Cari amici, è inutile girarci attorno: è la preghiera che ci rende uno in Cristo, è la preghiera che ci fa crescere, è la preghiera che fa elevare i rapporti umani da una semplice conoscenza ad un’intima amicizia. Perché è proprio questo ciò che nutro per ciascuno di voi: intima amicizia.

Nessuno è indispensabile alla comunità, ma tutti sono necessari. È come un puzzle (scusate se per qualcuno mi ripeto) in cui ogni pezzo ha una sua specifica collocazione.
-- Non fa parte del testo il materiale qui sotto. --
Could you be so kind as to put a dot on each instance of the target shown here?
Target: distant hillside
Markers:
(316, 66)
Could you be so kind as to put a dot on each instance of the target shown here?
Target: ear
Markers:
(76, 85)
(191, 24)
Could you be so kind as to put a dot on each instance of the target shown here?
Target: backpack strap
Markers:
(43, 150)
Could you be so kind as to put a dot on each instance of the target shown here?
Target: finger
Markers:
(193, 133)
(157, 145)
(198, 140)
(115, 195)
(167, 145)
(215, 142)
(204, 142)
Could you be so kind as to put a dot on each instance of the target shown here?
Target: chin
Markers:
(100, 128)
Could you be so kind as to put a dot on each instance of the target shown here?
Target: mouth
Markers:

Non è intercambiabile, anche se alle volte il pezzo va smussato.

Il puzzle sembra riuscito (hai detto bene, Simona): ne è venuto fuori uno splendido quadro, in cui il pezzo più marginale non è meno importante di quello centrale.

Che bello poter essere responsabile dell’altro, che bello potersi ricolmare della fiducia dell’altro (parlo di te, Marghe), che bello potersi arricchire della semplicità di chi pensa di non aver nulla da donare ma che invece ha già dato tutto (dico a te, Maria Grazia), che bello poter essere padre, madre, fratello, sorella, amico dell’altro.

Vorrei ringraziarvi uno per uno, cari ragazzi, ma temo di non poter trovare parole tanto adeguate.

Dunque ringrazio il Signore per ciascuno di voi, perle preziose per la mia vita, fonti inesauribili di gioia, pioggia battente per la mia sete di acqua (era giusta una citazione anche per Marco).

Grazie a cp Marco, cp Lorenzo e ai novizi, per la loro disponibilità, a padre Fernando Taccone, per l’incisiva omelia di domenica, al padre Orbegozo per la sua cordiale ospitalità e alla generosissima cuoca.

Sperando di avervi trasmesso almeno parte dell’emozione che provo in questo momento, vi abbraccio tutti in Cristo.